Racist and anti-communist
Glenn Beck champions U.S. pro-Nazi text
By
Caleb T. Maupin
Published Jul 9, 2010 11:12 PM
Glenn Beck, an extreme right-wing pundit of television and radio, has shown his
outrageous racism and anti-working-class sentiments once again when he told us
that Barack Obama “has a deep-seated hatred for white people” and
that a massive “invasion” by undocumented workers “threatens
our America.”
Beck’s anti-communism is not new, either. But he made clear his
dedication to the capitalist system and racism on June 4 in a pseudo-historical
lecture on his radio show. Proclaiming that the author “was doing the
same things that we are doing now,” Beck promoted “The Red
Network,” a book written in 1934 by virulent anti-communist Elizabeth
Dilling.
The book is a tract of conspiracy theories attempting to link high government
officials in the Roosevelt administration with the U.S. Communist Party and the
Soviet Union. It is full of confused logic, giant leaps and baseless
presumptions.
Dilling would have you believe that the very government that had just sent the
National Guard to mow down communist-led strikers in Minneapolis and San
Francisco was itself controlled by the Kremlin. Dilling’s text stands
out, however, for its unapologetic racism and support for the newly installed
regime of Adolph Hitler in Germany.
It apologizes for the massive repression and arrests of Jews by the Nazi
regime, saying that most of the victims were only “Russian Jews”
bent on “Red terrorist revolution” and that “German
nationalist Jews” would remain untouched. Dilling portrayed the Black
liberation movement as communists manipulating oppressed people to inflame them
against whites.
Later in life, Dilling wrote another book called “The Jewish Religion:
Its Influence Today.” Originally entitled “The Plot Against
Christianity,” it blamed Jewish people for all the world’s
problems. Dilling toured the U.S. in 1940 as part of the “America First
Committee,” a group of fascist sympathizers who opposed war with Germany.

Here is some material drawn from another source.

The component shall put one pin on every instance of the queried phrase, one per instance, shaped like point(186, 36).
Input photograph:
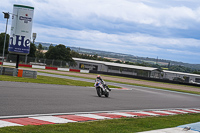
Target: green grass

Dilling herself was very supportive and most likely a member of the
German-American Bund, a U.S. Nazi group that used the swastika as its official
symbol and marched in full brown-shirt regalia.
Was Glenn Beck correct in stating that Elizabeth Dilling was “doing the
same thing” he is doing? Absolutely.
In the 1930s the global capitalist economy had collapsed, and millions were
cast into poverty and misery. However, a strong and powerful movement of the
working class finally erupted.
Unemployed workers staged mass hunger marches and even burst into the Capitol
building, challenging members of Congress to provide them with jobs or an
income. Southern textile workers, organizing their workplaces with the help of
the interracial, communist-led Trade Union Unity League, armed in self-defense
against gun-toting company goons.
In Harlem, Black artists and writers like Langston Hughes raised the demands of
racial equality and self-determination for the Black community. Mass
women’s organizations demanded a constitutional declaration of gender
equality, which already existed in the Soviet Union.
The capitalists could not smash these heroic uprisings with their usual bag of
tricks. Many began throwing money and other support behind the fascist
movement. They attacked the administration of Franklin Roosevelt as “soft
on communism,” even though Roosevelt’s reforms were in fact aimed
at saving capitalism.
Many describe fascism as “capitalism in decay.” The fascists were
ideologically trained racists and defenders of the capitalist class. However,
their propaganda pretended to be “revolutionary” and, in some
cases, “anti-capitalist.”
Fascists recruited alienated individuals by channeling their rage into attacks
on oppressed people and the revolutionary movement. For example, while
pretending to be “revolutionary,” the fascist Citizens’
Alliance and Black Legions attacked striking autoworkers in Flint, Mich., who
were demanding that the millionaire bosses recognize their right to
unionize.
The Dillings of our day
Today, at a time when long-term unemployment is at its highest level since the
Depression and millions are losing their homes, the movement directed by the
Glenn Becks and the “Tea Party” is calling for
“liberty” and an end to “big government.” Instead of
attacking the capitalist class and the banks that have impoverished the
workers, its target are social programs and the millions who receive very minor
assistance in place of a job or livable income.
After first coming out — with much support from the medical corporations
— to oppose even the meager health care reform introduced by the Obama
administration, these right-wingers soon switched their focus to anti-immigrant
racism. These “champions of liberty” defend the racist Arizona law
that allows police to search “suspected” undocumented workers and
demand proof of legal status at any time. They also try to block women’s
right to reproductive choice.
While White House journalist Helen Thomas was accused of anti-Semitism and
forced to resign for defending the Palestinian people, Glenn Beck can openly
champion the writings of a Nazi and continue to earn millions. What better
exposes the two-faced capitalist ruling class and media?